From the results we see that the accuracy of our proposed network can be greatly improved under cl conditions, which proves that the potential of the model can be improved by SeM, thus improving the resistance of the network to interference. From the graphs, we can see that the accuracy improvement is much larger in the (\(0^\circ \), \(180^\circ \)) than in the other angles.

Table 2. The recognition accuracy (%) comparison on OUMVLP dataset under 14 probe views excluding identical views.

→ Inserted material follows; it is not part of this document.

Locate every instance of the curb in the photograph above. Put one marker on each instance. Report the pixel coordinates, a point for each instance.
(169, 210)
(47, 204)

4.3 Experiment Results on OUMVLP

In this section, we evaluate the performance of our proposed model on a larger OUMVLP dataset. The experimental settings in this section follow the setup of GaitPart [7] and GaitGL [14]. In Table 2, we evaluate gait samples at 14 different views. During the test, we used Seq#00 and Seq#01 as the probe and gallery sequence, respectively. From the results, it seems that our proposed method improves more in the larger scale dataset than in the smaller scale dataset.

4.4 Experiment Results on GREW

We have analyzed the effectiveness of the proposed method by comparing its performance with various gait recognition methods using the GREW dataset. The evaluated methods, namely GaitGraph [21], GaitSet [2], Gaitpart [7], GaitGL [14], and CSTL [11], have been thoroughly assessed, and their respective experimental outcomes are presented in Table 3. Our findings from this comparison reveal an important trend. It appears that the gait recognition methods, which demonstrate satisfactory results in controlled laboratory settings, exhibit a notable decline in performance when confronted with real-world scenarios and datasets.

Table 3. The recognition accuracy (%) comparison on GREW dataset

4.5 Training Details

The alignment of the input silhouettes is referred to [20], and the resolution size of the final silhouette is \(64 \times 44\). Adam as our optimizer sets the learning rate and momentum to 1e−4 and 0.9, respectively. The margin m in the Eq. ?? about triplet loss is set to 0.2. The length of the gait sequences T is set to 30. Four NVIDIA 3080TI GPUs are used as our computational resources to train our model.

4.6 Ablation Study

We design various pertinent ablation experiments to analyze the importance of different modules.

Analysis of Global and Local Feature Extractor Based on SeNet. In GLSE, the role of the SEM module is mainly to reorganize features. In GaitGL [14], only local features are fused together to form a new gait feature map ignoring the connections between regions, the SEM module helps to establish the interactions between regions (Table 4).

Table 4. The recognition accuracy (%) of different max-pooling strategies in SE module on CASIA-B dataset.

Analysis of Temporal Feature Aggregator. We set the TFA in different places and set different temporal feature convolution kernel sizes, and drew experimental conclusions in Table 5. In order to fully verify the best hyperparameters, we set two positions, which are after GLSEA2 and GLSEC. Meanwhile, we also set three convolution kernel sizes, i.e., (3, 1), (4, 1) and (5, 1). From the table we can see that the hyperparameters mentioned above have quite a strong influence on the model, especially under the CL condition.

Table 5. The recognition accuracy (%) of placing TFA in different positions on CASIA-B dataset.

5 Conclusions

In this paper, we propose a novel gait recognition framework that is capable of enhancing temporal global and local gait information, which can better generate interactions among the local regions and thus improve the robustness of the gait recognition task. First, we propose to partition the features into multiple local regions along the temporal dimension to extract discriminative features separately, i.e., Temporal Global and Local Aggregator. Second, we propose to introduce SEM into the local features in order to better utilize the local features, which enhances the interaction between regions. Our experiments on public datasets including both CASIA-B and OUMVLP demonstrate the superiority of our proposed framework.